Transmural gradients in myocyte Ca2+ handling proteins exist across the ventricular wall. For example, it has been shown that Ca2+ handling proteins, such as SERCA, RyR and NCX, are more abundant in the EPI cells than ENDO cells in various species49-51. The results of the present study showed that the amplitude of the NCX current is larger in EPI-CON compared with END-CON. Supporting this finding, Xiong et al.51 reported that the NCX current, protein and mRNA were greater in EPI than ENDO or midmyocardial cells. Wang et al.20 also reported the transmural gradient in NCX with the capacity for Ca2+ extrusion by NCX being ENDO < midmyocardial < EPI. The spatial electrical heterogeneity of ion channels and proteins has a profound effect not only on normal cardiac electrophysiology and contractility, but also on the genesis of cardiac arrhythmias in diseased hearts. For example, the loss of this non-uniformity has been previously reported to be a sensitive index to discriminate physiological from pathological left ventricular remodeling21. The diminished NCX function in diabetic myocytes shown in the present study suggest that NCX function might play an important role when Ca2+ rises to pathological levels, such as in diabetic cardiomyopathy. Furthermore, the disruption of the transmural NCX gradient in diabetic heart highlights a potential substrate for the production of lethal arrhythmias leading to heart failure in diabetes patients.

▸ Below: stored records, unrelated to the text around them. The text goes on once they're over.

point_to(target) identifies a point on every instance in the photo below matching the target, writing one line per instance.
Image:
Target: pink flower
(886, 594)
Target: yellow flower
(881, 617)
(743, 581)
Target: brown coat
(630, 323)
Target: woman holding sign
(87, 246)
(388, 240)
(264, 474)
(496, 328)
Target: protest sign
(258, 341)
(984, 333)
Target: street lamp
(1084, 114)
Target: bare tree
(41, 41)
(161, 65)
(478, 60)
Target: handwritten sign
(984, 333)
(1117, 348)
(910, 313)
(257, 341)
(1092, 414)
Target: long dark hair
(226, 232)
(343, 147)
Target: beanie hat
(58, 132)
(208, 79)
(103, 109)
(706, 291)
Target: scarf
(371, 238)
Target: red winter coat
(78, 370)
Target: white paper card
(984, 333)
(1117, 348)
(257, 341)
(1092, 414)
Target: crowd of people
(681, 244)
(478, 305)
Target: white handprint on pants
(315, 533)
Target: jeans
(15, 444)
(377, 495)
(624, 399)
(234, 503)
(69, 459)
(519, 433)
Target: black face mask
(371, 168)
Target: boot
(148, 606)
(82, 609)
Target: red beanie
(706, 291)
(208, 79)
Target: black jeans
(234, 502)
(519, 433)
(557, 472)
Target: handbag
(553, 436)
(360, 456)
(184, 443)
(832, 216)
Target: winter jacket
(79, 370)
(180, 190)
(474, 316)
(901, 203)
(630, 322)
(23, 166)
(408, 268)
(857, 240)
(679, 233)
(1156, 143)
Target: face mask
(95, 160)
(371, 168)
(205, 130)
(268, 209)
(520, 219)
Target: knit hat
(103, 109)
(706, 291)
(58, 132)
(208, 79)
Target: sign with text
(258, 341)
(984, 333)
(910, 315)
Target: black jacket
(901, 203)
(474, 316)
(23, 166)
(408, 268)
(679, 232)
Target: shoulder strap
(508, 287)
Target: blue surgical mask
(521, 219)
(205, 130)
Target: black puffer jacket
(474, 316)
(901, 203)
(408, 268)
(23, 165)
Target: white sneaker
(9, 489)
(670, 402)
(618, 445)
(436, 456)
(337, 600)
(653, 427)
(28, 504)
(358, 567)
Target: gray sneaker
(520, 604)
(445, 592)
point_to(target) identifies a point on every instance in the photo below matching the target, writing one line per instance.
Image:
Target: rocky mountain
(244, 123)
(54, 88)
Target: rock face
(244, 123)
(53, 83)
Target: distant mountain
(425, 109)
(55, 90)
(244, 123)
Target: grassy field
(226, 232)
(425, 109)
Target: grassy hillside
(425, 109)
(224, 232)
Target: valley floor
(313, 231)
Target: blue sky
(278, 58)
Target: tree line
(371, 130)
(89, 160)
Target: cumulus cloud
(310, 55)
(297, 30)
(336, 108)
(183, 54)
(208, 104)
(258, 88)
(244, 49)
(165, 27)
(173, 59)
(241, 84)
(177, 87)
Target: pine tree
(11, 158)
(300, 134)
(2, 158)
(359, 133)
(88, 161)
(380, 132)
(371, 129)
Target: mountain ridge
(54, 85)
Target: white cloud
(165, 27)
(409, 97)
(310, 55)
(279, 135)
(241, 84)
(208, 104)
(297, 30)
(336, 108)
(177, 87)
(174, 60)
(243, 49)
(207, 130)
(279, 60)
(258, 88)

In conclusion, the present study suggests that STZ-induced diabetes causes a significant rise in Ca2+ transient amplitudes 5–6 weeks after the induction of diabetes with a single intraperitoneal injection of STZ. This change probably stems partly from the dysfunction of NCX. Additional studies would be required to further our understanding of how diabetes alters Ca2+ handling in different regions of the heart. This will contribute to the development of new and regionally targeted treatments for diabetic cardiomyopathy.
Acknowledgments
The work was funded by the College of Medicine and Health Sciences, UAE University in Al Ain; Zayed University in Abu Dhabi; and Al Ain Equestrian, Shooting and Golf Club.
Disclosure
The authors declare no conflict of interest.